Now that most of the restrictions surrounding foreigners in Japan have been removed, and that enlightened people—the Englishmen of the Pacific in enterprise and progress—have taken their proper place among the nations of the earth, visits to Japan are commonly made by even ordinary tourists making the circuit of the globe, and we shall have to touch there again in another “voyage round the world” shortly to follow. The English sailors of the Royal Navy often have an opportunity of visiting the charming islands which constitute Japan. Its English name is a corruption of Tih-punquo—Chinese for “Kingdom of the Source of the Sun.” Marco Polo was the first to bring [pg 129]to Europe intelligence of the bright isles, whose Japanese name, Nipon or Niphon, means literally “Sun-source.”

On the way to Yokohama, the great port of Japan, the voyager will encounter the monsoons, the north-east version of which brings deliciously cool air from October to March, while the south-west monsoon brings hot and weary weather.
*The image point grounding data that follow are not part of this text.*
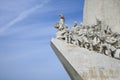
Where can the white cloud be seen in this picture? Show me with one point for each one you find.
(22, 16)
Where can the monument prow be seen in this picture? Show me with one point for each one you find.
(91, 51)
(82, 64)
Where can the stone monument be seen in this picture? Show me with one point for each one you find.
(90, 51)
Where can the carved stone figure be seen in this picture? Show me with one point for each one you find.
(98, 37)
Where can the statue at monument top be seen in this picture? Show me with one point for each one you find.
(95, 37)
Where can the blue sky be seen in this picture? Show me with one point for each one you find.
(26, 28)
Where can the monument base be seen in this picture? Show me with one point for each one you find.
(82, 64)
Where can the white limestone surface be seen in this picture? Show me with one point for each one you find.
(107, 11)
(82, 64)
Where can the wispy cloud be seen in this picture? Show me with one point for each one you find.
(22, 16)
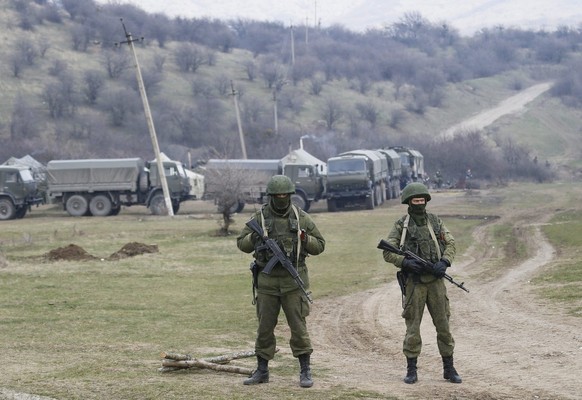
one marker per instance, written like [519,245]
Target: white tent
[300,156]
[38,169]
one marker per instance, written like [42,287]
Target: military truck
[356,177]
[252,176]
[18,192]
[412,165]
[99,187]
[394,173]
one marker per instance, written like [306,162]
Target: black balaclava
[417,212]
[280,204]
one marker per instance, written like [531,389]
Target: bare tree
[251,69]
[331,112]
[228,186]
[115,62]
[274,73]
[24,122]
[368,112]
[189,57]
[94,82]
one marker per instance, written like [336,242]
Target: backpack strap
[404,230]
[296,213]
[433,236]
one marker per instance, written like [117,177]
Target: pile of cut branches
[175,361]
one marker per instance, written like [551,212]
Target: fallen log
[180,364]
[224,359]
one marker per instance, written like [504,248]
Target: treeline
[95,111]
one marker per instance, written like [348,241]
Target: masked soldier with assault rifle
[281,285]
[425,235]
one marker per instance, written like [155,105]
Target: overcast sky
[468,16]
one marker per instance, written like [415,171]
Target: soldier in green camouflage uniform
[298,237]
[413,232]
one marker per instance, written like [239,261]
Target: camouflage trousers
[296,308]
[433,295]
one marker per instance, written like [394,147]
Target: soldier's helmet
[280,184]
[415,189]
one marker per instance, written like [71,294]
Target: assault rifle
[427,266]
[278,256]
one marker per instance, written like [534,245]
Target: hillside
[200,123]
[467,17]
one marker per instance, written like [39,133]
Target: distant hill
[466,16]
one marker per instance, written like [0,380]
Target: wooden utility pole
[162,176]
[275,112]
[292,46]
[240,132]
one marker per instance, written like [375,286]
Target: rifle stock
[278,256]
[428,267]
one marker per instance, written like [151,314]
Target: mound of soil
[73,252]
[133,249]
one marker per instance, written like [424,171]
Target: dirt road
[510,105]
[509,345]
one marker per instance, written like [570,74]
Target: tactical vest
[423,240]
[285,231]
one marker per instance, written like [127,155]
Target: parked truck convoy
[356,177]
[18,192]
[412,165]
[305,170]
[99,187]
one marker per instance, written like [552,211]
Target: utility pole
[129,40]
[240,132]
[275,112]
[315,15]
[292,46]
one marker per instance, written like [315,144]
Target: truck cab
[309,183]
[18,191]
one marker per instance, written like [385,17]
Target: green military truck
[18,192]
[250,176]
[394,173]
[99,187]
[356,178]
[412,165]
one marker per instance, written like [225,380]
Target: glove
[439,269]
[255,238]
[412,265]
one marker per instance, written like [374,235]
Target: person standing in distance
[425,235]
[298,237]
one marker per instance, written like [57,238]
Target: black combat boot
[261,374]
[411,376]
[449,371]
[305,372]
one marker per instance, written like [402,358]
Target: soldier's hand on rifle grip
[255,238]
[440,268]
[411,265]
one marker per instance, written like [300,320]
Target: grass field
[95,329]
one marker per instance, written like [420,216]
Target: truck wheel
[299,201]
[331,205]
[158,205]
[143,182]
[238,207]
[21,212]
[100,205]
[77,205]
[7,209]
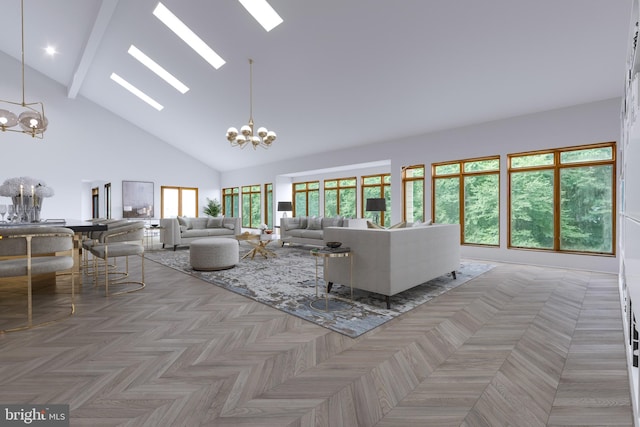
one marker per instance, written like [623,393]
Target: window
[563,200]
[467,192]
[306,198]
[268,203]
[340,197]
[413,193]
[231,202]
[179,201]
[377,187]
[251,206]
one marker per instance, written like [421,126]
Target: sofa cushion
[206,232]
[311,234]
[332,222]
[215,222]
[374,225]
[401,224]
[304,221]
[296,232]
[314,223]
[185,221]
[199,223]
[292,224]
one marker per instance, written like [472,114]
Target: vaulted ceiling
[335,73]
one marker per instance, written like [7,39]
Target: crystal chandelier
[31,116]
[264,137]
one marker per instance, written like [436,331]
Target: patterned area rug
[287,282]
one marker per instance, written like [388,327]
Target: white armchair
[36,250]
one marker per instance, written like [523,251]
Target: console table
[326,255]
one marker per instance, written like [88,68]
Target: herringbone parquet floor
[517,346]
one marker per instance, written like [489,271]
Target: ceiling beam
[97,32]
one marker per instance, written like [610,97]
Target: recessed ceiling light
[189,37]
[263,13]
[137,92]
[156,68]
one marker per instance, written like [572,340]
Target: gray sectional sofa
[184,230]
[310,230]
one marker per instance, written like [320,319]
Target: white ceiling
[335,73]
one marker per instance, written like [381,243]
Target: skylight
[188,36]
[137,92]
[263,13]
[156,68]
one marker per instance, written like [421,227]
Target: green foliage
[212,207]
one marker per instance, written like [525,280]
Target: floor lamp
[284,207]
[376,205]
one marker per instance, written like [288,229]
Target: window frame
[338,189]
[557,166]
[234,194]
[384,186]
[405,181]
[180,191]
[461,174]
[250,191]
[307,190]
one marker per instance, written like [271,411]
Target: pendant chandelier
[30,117]
[263,138]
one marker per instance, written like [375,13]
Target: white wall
[577,125]
[86,144]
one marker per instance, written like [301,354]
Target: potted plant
[213,207]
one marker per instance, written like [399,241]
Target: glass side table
[326,255]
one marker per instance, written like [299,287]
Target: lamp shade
[376,205]
[285,207]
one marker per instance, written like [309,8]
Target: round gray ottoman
[214,253]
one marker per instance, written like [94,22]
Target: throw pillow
[314,223]
[215,222]
[401,224]
[374,225]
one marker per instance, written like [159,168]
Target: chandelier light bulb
[32,120]
[262,138]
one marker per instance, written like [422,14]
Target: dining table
[80,228]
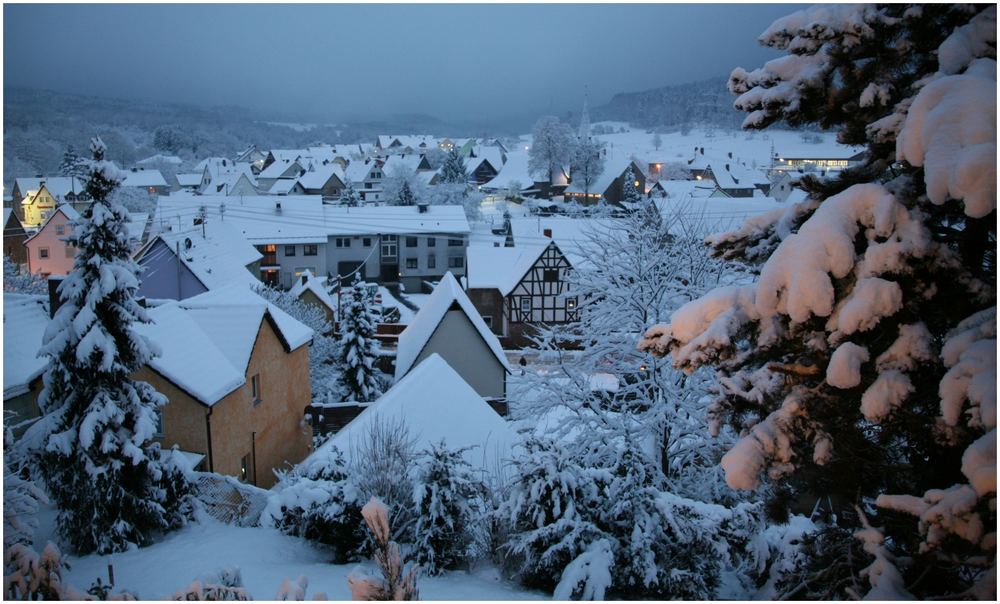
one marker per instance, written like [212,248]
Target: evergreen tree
[405,195]
[72,164]
[849,365]
[453,169]
[93,446]
[349,195]
[357,348]
[449,504]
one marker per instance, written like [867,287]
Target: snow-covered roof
[500,268]
[614,167]
[317,285]
[65,209]
[514,171]
[283,186]
[425,323]
[190,179]
[160,159]
[206,341]
[395,220]
[217,255]
[143,178]
[24,323]
[436,404]
[58,186]
[320,175]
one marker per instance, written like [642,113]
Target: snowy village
[731,340]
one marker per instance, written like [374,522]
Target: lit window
[255,388]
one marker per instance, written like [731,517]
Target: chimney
[54,300]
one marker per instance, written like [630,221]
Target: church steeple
[584,132]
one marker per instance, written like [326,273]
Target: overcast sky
[455,62]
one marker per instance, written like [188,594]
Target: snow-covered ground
[265,558]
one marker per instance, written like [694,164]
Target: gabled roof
[308,282]
[206,341]
[416,335]
[58,186]
[217,255]
[65,209]
[436,404]
[500,268]
[24,321]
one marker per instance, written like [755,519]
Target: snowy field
[265,558]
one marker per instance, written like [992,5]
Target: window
[255,388]
[159,422]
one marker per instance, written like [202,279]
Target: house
[47,253]
[14,237]
[608,185]
[514,288]
[63,188]
[326,180]
[388,244]
[730,180]
[37,205]
[449,325]
[24,321]
[312,290]
[434,404]
[235,371]
[150,181]
[179,264]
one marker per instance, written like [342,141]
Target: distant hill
[707,102]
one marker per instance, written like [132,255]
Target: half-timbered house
[516,288]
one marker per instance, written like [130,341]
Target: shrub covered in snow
[318,501]
[94,446]
[449,510]
[869,338]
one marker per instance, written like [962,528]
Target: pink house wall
[61,255]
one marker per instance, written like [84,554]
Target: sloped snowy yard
[265,558]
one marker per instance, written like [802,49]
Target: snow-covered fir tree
[405,195]
[93,446]
[449,510]
[349,195]
[453,169]
[17,280]
[551,148]
[860,367]
[319,501]
[356,362]
[72,164]
[586,163]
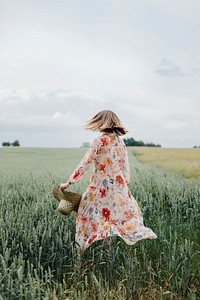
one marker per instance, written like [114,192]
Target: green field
[185,162]
[38,258]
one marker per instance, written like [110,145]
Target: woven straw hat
[68,201]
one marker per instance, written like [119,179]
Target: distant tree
[85,144]
[15,143]
[132,142]
[5,144]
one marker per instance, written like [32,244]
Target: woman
[107,207]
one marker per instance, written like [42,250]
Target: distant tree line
[133,142]
[15,143]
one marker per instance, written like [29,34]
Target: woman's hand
[64,186]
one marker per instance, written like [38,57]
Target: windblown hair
[106,121]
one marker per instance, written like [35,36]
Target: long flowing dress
[107,207]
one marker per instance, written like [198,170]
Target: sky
[61,62]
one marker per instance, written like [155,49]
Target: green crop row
[38,256]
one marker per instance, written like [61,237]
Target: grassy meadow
[38,257]
[185,162]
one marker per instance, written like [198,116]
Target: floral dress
[107,207]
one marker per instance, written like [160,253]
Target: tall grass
[38,256]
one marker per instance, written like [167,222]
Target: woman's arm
[85,163]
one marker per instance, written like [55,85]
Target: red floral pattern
[107,205]
[103,193]
[106,214]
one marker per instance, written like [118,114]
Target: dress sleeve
[125,165]
[85,163]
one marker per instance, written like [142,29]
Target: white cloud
[59,69]
[175,124]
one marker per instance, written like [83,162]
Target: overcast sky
[62,61]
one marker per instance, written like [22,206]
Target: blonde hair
[106,121]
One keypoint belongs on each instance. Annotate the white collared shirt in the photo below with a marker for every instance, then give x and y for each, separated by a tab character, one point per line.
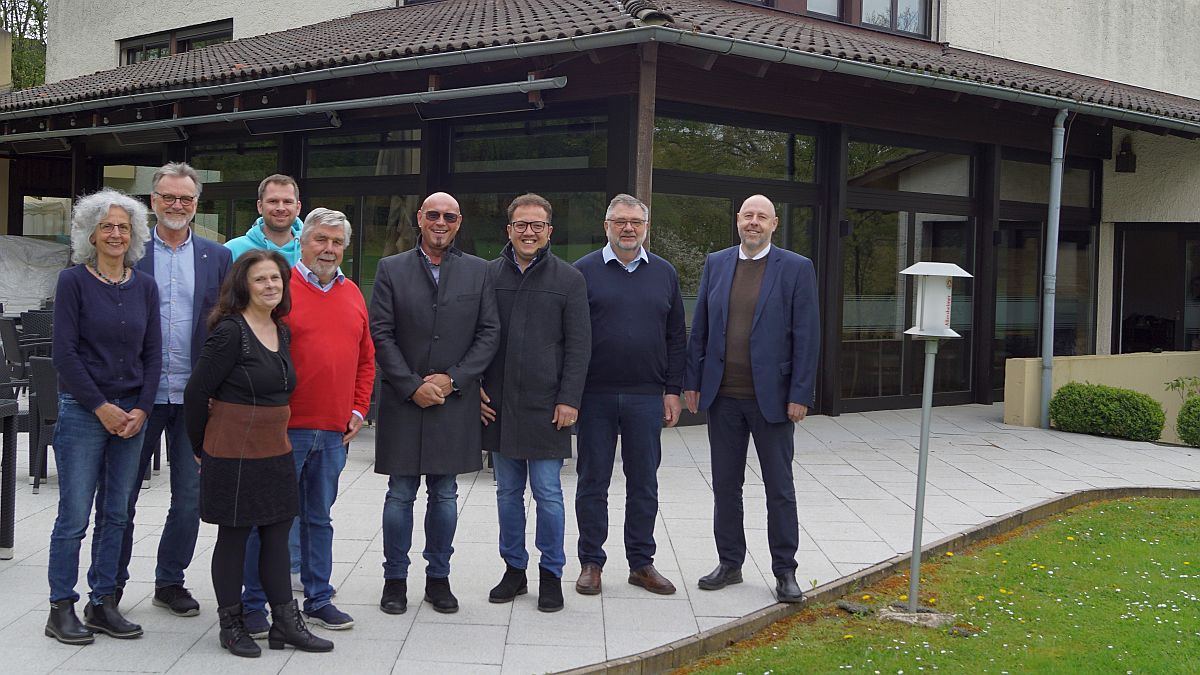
611	255
760	255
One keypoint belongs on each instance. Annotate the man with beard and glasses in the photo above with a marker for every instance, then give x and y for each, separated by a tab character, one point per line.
436	328
279	225
334	358
189	272
633	390
751	364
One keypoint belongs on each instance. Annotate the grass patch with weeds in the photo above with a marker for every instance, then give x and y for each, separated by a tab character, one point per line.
1109	587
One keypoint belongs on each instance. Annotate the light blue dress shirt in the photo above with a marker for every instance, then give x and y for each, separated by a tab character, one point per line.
610	255
174	272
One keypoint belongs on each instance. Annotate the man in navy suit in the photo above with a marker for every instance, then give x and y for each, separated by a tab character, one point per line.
189	270
751	364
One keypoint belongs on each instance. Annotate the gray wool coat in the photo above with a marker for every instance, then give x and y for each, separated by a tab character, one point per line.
420	328
545	348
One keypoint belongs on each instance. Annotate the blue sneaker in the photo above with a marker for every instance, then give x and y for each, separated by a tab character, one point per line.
331	617
257	625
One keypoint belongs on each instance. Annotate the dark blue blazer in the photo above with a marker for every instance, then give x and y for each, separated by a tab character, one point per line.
213	263
785	334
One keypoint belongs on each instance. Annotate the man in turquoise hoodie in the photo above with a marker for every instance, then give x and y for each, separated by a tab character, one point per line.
279	225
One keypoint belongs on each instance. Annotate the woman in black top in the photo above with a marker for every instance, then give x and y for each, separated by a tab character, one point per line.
237	410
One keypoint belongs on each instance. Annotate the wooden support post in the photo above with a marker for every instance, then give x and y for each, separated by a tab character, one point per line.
647	85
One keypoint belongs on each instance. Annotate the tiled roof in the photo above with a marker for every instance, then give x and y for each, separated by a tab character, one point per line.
454	25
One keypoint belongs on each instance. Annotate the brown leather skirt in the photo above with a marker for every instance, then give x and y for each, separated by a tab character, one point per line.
241	431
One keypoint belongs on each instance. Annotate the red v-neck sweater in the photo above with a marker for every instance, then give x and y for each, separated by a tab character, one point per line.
333	354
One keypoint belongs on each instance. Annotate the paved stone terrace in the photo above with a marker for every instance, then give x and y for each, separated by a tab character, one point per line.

On the way Nagasaki, on the island of Kiusiu, will almost certainly be visited, which has a harbour with a very narrow entrance, with hills running down to the water’s edge, beautifully covered with luxuriant grass and low trees. The Japanese have planted batteries on either side, which would probably prevent any vessel short of a strong ironclad from getting in or out of the harbour. The city has a population at least of 150,000. There are a number of Chinese restricted to one quarter, surrounded by a high wall, in which is a heavy gate, that is securely locked every night. Their dwellings are usually mean and filthy, and compare very unfavourably with the neat, clean, matted dwellings of the Japanese. The latter despise the former; indeed, you can scarcely insult a native more than to compare him with his brother of Nankin. The Japanese term them the Nankin Sans.